The layout of Odallus is absolutely brilliant. It’s presented in a modern aspect ratio while still managing to restrict the game play area to a 4:3 aspect ratio. It evokes the feeling of all those retro titles while making great use of the space available on modern screens by filling it with all of the character information. Again, this is an amazing homage to the games that inspired it while delivering an experience that today’s players expect from a retro title. The game also uses fantastic parallax effects and animations for the backgrounds to add a great amount of character to every level without breaking the retro 8-bit spell it so masterfully weaves. All I’m saying is that if you dig pixel-art games, this one is fucking gorgeous. You know, in a dark, evil-corrupting-the-world kind of way.
Gameplay wise, Odallus is an extremely solid Metroidvania game. It has a series of semi-linear levels that go from the starting village of Glenfinnan to the lair of the final boss. And in true Metroidvania style, it has branching paths to other areas that are only opened once a player finds the correct items and returns later.
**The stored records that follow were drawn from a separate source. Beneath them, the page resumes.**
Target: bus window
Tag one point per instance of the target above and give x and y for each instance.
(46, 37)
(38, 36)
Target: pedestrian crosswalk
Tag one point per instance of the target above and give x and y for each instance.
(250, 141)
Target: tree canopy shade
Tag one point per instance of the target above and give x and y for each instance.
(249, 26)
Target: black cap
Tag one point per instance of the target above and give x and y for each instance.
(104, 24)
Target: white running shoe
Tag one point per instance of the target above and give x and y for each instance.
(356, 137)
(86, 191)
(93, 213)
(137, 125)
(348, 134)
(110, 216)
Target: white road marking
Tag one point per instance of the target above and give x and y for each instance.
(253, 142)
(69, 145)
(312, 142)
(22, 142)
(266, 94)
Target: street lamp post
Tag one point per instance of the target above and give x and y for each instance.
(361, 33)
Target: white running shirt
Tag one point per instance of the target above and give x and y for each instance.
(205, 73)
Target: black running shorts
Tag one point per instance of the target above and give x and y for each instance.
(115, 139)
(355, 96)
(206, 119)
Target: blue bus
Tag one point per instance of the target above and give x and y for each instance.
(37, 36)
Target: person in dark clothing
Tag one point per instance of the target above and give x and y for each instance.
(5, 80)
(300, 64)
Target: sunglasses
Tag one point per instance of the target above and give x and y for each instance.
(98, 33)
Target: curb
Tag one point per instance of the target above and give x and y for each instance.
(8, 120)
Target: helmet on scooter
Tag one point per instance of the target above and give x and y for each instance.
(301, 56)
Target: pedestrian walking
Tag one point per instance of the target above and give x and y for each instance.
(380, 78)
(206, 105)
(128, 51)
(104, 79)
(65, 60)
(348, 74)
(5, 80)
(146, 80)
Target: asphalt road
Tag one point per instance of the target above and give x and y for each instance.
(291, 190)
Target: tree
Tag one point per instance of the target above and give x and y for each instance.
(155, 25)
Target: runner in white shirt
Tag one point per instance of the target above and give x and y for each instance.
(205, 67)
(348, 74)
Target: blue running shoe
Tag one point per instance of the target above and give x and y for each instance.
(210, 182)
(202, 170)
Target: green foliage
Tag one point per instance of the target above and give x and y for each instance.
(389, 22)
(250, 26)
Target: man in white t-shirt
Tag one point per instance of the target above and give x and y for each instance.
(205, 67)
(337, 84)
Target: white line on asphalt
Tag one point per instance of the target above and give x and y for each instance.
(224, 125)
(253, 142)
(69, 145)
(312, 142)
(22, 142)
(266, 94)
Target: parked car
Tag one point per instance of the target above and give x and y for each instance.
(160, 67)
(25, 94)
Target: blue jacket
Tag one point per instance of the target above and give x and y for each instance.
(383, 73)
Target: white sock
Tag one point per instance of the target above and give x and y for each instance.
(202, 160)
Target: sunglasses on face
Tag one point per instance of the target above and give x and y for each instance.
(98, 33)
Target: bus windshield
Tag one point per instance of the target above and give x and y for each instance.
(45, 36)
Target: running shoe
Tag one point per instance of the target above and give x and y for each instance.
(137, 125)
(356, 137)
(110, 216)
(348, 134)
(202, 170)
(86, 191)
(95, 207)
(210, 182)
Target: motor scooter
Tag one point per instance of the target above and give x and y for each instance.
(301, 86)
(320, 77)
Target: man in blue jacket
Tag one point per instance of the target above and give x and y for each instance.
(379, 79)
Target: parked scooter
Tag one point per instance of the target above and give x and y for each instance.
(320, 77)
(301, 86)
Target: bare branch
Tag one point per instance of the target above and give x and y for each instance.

Players get to see right from the start that other paths are available…if they could only figure out how to get to them. In that same vein, Odallus is set up so that major puzzles in levels will stay solved once completed. I loved having that feeling of persistence in the world as I trekked back and forth among the many stages. I was particularly happy that I didn’t need to get through the boat sequence every single time I went back to Aqueducts area 1.
There are a total of five relics to be acquired throughout the game that will let players push heavy blocks, dash, double jump, slow fall, and even breathe underwater. On top of that, there are weapon and armor upgrades to be found and three separate sub-weapons to be utilized. The game uses a heart container system for player health which can be increased throughout the game as well. There are also backpacks hidden around that will increase maximum sub-weapon capacity up to 50. There’s no shortage of things to keep a player busy on their first time through, presuming they’re discovering everything on their own and not just using a walkthrough.
Odallus: The Dark Call is the most authentic retro game experience that I’ve had in a very long time. I literally found myself sitting cross-legged on the floor in front of my TV to play this game. I’m an adult—I own a fucking couch, but no, sitting on the floor is apparently how I feel most comfortable playing Odallus. It seems to have to triggered long-dormant gaming behaviors previously reserved for my NES days and I think that’s fabulous. I was ready to recommend this game to our readers after finishing the first area, but I decided to beat the whole game before reviewing it instead. I know that a lot of people look at indie games like this and ask themselves, “Should I buy this game?” If you have any love for old-school platformer adventure games, great pixel art, and awesome retro soundtracks, then Odallus is well worth its $15 price.